Inside the doorway to the street was an entrance room with an airport-style security gate and an X-ray machine for any hand luggage. This was manned by two hard-faced men, one of them wearing a yarmulke, who Whiteside guessed would probably be Israeli ex-forces. Then again, he thought, almost everyone in Israel is in the military in one form or another.

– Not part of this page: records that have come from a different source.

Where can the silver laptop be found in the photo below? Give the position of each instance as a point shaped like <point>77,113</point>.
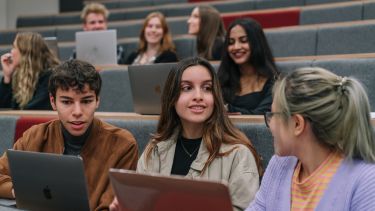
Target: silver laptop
<point>52,45</point>
<point>147,82</point>
<point>44,181</point>
<point>97,47</point>
<point>138,192</point>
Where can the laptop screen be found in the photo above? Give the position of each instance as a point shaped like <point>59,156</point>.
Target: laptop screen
<point>97,47</point>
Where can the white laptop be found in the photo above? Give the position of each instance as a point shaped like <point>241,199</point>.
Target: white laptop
<point>147,83</point>
<point>139,192</point>
<point>97,47</point>
<point>44,181</point>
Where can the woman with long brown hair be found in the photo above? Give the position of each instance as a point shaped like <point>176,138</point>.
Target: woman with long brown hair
<point>155,42</point>
<point>26,71</point>
<point>196,139</point>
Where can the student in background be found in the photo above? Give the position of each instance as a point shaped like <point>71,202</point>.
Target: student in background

Ex-military usually have a certain air about them. They had it. They eyed him professionally in an unfriendly way. The guards examined Whiteside’s credentials and ID with a far from impressed air. Perhaps Gertler had fired them from embassy security, he thought. As one of them patted him down, a dowdy woman in her late thirties, wearing a tweed skirt, cardigan, thick brown tights and sensible shoes, came down the staircase.
‘Michael Dunlop? I’m Celia Westermann, Dr Cohen’s assistant. Would you come with me, please,’ she said.
Whiteside followed her up the stairs while Westermann apologized for the security. ‘Not too intrusive, I hope. Obviously, we have to be a bit cautious, being who we are.’ Whiteside, who noticed such things, thought to himself that Westermann was dressed as though frumpy was obligatory at the Shapiro Institute. Her clothes were like something her mother should be wearing. It was as if she were making some kind of subtle point. He was innately suspicious of people who dressed like their parents or went the other way and aped their children. Both were wrong, in his opinion. He shrugged mentally. Westermann’s attitude, whatever it may be, could hardly affect him, he thought.
As they walked up the broad stairs, they passed a large, gilt mirror and Whiteside caught a glimpse of his own reflection: burly, tough, reddish-sandy hair and close-cropped beard, punctuated by a broad diagonal scar on the right side of his jaw. He looked like a streetwise thug, exactly how you might imagine a right-wing terrorist to look. No wonder the guards had been dubious.
They stopped on the first floor. The institute smelt like a college, of carpet and books. ‘Now,’ Westermann said brightly, ‘this is Dr Cohen’s office.’ She knocked and opened the door. ‘If you’d like to go in.’